Israel is due to increase the number of permits it grants to Palestinians to work in Israel by 13%, in an effort to boost the flagging economy in the West Bank territory under the auspices of the Palestinian Authority.
The move comes in advance of Prime Minister Naftali Bennett’s upcoming trip to the United States to meet with US President Joe Biden and in the aftermath of last week’s conversation between Defense Minister Benny Gantz and PA President Mahmoud Abbas.
The gesture is expected to come before the government this Sunday for approval.
It’s one of a number of steps Israel plans to take to strengthen the economic ties between Israel and the PA, the Office of the Coordinator of Government Activities in the Territories (COGAT) said on Wednesday.
Some 15,000 permits will now be given to Palestinians in the field of construction and another 1,000 for the hotel industry. They will augment the 120,000 permits granted for employment in Israel, of which 30,000 are for work in West Bank settlements.
Once the government approves the move, the number of permits granted to Palestinians to work in Israel or the settlements will stand at 136,000.
The work permit increase concludes a process of “long administrative work” and is “part of a comprehensive move to strengthen the economic ties between Israel and the PA,” said COGAT head Maj.-Gen. Rassan Alian.

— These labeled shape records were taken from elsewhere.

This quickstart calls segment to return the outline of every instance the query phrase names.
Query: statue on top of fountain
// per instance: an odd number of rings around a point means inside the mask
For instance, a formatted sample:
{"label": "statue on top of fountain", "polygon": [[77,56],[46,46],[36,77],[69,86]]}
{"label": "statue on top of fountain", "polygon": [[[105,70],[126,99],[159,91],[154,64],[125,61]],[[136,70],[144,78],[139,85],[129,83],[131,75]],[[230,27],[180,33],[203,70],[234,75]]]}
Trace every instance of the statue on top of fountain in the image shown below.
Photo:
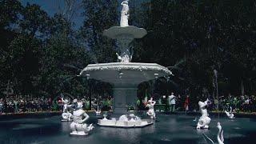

This measure “will strengthen the Israeli and Palestinian economies, and will largely contribute to the security stability in the area of Judea and Samaria.
“Economic stability is the key to preserve the security in the region,” Alian said. On Wednesday, he informed senior PA officials of the proposal done in cooperation with the ministries of housing, finance, tourism and regional cooperation.
The Israeli security system will “complete its preparations to make sure the crossings in Judea and Samaria are ready for the increase of the Palestinian workers’ movement into Israel and back to Judea and Samaria,” COGAT said.
Earlier this month Israel also agreed to help the PA through an agreement with the Hashemite Kingdom, by which Israel increased the level of goods Jordan can export to the Palestinians from $160 million to $700m.
The Palestinian economy has been in dire straights due to the loss of US funding during the Trump administration and a PA-Israel dispute over PA funding to Palestinian terrorists and their families.
The COVID-19 pandemic has further weakened that economy.
The Biden administration has moved in stages to restore the over half-a-billion in annual funding it had given to the Palestinians prior to 2017, mostly through third parties such as the United Nations Relief and Works Agency for Palestinian refugees. This year the US has pledged $313.8m. for UNRWA.
At the UN Security Council on Wednesday Deputy Middle East Coordinator for the Middle East Peace Process Lynn Hastings warned about the PA’s ever-increasing financial crisis.
“The budget gap is expected to be well over $1 billion for the current budget year and the Palestinian financial sector is exposed to serious liquidity risks,” she told the 15-member body in a speech she delivered virtually in Jerusalem to the meeting in New York.
In addition, she said, the Israeli Security Cabinet on July 11 froze NIS 600 million in tax fees it had collected on behalf of the PA. The money is equal to the sum the PA has paid over the “preceding year to security prisoners and detainees and to the families of Palestinians killed while carrying out attacks.”
Hastings called on the PA to halt such payments, which Israel has dubbed “pay for slay.”
“The PA must implement much needed reforms, including to the so-called prisoner payment system, and to strengthen the rule of law and accountability. Enhanced cooperation between Israel and the PA to address outstanding financial challenges on key fiscal and economic files will also be critical,” Hastings said.